INVESTIGADORES
FLESIA Ana Georgina
artículos
Título:
Multi-scale fidelity measure for image fusion quality assessment
Autor/es:
MARTINEZ, JORGE; PISTONESI, SILVINA; MACIEL, MARÍA CRISTINA; FLESIA, ANA GEORGINA
Revista:
INFORMATION FUSION
Editorial:
ELSEVIER SCIENCE BV
Referencias:
Año: 2019 vol. 50 p. 197 - 211
ISSN:
1566-2535
Resumen:
Image fusion is considered an effective enhancing methodology widely included in high-quality imaging systems.
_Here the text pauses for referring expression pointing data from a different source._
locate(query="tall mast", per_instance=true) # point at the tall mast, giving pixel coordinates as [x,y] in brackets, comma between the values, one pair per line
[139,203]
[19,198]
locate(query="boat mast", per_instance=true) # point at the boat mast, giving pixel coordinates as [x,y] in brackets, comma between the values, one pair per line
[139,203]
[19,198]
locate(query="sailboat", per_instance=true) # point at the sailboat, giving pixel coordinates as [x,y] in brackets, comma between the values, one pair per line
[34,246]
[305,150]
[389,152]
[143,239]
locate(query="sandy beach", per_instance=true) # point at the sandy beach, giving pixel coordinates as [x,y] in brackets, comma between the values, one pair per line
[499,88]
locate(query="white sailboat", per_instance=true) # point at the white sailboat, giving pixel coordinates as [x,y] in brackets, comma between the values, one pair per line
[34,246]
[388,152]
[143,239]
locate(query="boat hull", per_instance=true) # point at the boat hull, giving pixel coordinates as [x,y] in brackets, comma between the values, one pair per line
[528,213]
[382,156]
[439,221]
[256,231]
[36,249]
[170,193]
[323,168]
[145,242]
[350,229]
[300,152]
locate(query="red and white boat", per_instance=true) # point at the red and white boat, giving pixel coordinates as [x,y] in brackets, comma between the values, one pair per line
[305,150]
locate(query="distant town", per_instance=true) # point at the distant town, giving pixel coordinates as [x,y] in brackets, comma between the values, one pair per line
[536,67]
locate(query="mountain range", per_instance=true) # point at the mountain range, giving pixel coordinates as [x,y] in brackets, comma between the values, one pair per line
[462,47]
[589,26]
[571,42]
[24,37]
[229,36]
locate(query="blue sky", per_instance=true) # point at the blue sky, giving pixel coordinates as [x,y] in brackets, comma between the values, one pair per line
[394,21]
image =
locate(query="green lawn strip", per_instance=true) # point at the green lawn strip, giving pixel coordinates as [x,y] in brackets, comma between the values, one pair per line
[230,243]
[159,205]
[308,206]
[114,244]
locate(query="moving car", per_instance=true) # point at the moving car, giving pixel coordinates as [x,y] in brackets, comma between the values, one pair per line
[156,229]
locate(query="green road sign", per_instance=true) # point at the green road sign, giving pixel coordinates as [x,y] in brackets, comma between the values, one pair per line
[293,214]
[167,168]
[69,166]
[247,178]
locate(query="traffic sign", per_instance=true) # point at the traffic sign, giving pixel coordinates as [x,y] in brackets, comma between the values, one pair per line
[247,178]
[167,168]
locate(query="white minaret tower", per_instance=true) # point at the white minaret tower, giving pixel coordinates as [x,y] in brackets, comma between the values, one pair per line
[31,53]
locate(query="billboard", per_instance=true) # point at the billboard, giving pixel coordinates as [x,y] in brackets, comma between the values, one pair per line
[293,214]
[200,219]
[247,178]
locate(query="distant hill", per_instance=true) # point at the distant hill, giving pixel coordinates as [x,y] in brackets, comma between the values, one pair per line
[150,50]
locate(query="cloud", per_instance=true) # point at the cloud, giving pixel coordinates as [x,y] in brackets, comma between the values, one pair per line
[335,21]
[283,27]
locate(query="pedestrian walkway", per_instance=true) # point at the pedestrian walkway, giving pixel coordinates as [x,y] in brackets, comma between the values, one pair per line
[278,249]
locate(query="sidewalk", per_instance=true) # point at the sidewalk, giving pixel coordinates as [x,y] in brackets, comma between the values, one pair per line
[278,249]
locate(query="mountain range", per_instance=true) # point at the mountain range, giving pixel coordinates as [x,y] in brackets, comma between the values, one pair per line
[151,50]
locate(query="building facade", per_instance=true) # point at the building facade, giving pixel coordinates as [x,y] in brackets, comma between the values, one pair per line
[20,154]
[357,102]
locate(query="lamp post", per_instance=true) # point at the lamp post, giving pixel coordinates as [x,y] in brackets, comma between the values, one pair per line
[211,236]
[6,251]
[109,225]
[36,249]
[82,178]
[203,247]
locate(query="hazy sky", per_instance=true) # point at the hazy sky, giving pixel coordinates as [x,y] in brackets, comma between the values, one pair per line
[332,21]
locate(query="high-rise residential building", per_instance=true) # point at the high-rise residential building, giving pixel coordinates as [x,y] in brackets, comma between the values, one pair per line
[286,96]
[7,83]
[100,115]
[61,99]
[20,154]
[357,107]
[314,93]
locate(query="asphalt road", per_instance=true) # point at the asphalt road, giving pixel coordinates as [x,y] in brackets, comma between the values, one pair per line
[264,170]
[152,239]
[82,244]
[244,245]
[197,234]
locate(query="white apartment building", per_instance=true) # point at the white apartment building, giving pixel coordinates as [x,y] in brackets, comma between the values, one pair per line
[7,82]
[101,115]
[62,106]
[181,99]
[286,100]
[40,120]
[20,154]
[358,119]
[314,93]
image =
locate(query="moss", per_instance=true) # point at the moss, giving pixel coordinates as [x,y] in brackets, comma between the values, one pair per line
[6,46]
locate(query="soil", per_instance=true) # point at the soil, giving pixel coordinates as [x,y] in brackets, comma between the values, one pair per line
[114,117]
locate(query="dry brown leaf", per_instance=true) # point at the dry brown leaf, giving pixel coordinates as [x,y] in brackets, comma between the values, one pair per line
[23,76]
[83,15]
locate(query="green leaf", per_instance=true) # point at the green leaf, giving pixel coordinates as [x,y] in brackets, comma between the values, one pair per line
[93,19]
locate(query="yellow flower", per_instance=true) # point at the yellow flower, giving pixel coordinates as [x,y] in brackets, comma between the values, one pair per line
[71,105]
Nevertheless, like other enhancing techniques, output quality assessment is made within small sample subjective evaluation studies which are very limited in predicting the human-perceived quality of general image fusion outputs. Simple, blind, universal and perceptual-like methods for assessing composite image quality are still a challenge, partially solved only in particular applications. In this paper, we propose a fidelity measure, called MS-Q W with two major characteristics related to natural image statistics framework: A multi-scale computation and a structural similarity score. In our experiments, we correlate the scores of our measure with subjective ratings and state of the art measures included in the 2015 Waterloo IVC multi-exposure fusion (MEF) image database. We also use the measure to rank correctly the classical general fusion methods included in the Image Fusion Toolbox for medical, infra-red and multi-focus image examples. Moreover, we study the scores variability and statistical discrimination power with the TNO night vision database using the Friedman test. Finally, we define a new leave one out procedure based on our fidelity measure that selects the best subset of images (within a collection of distorted and unregistered cell phone type images) that provides a defect-free composite output. We exemplify the procedure with the fusion of a collection of images from Latour and Van Dongen paintings suffering from glass highlights and speckle noise, among other artifacts. The proposed multiscale quality measure MS-Q W demonstrates improvement over the previous single-scale similarity measures towards a fidelity assessment between quantitative image fusion quality metrics and human perceptual qualitative scores.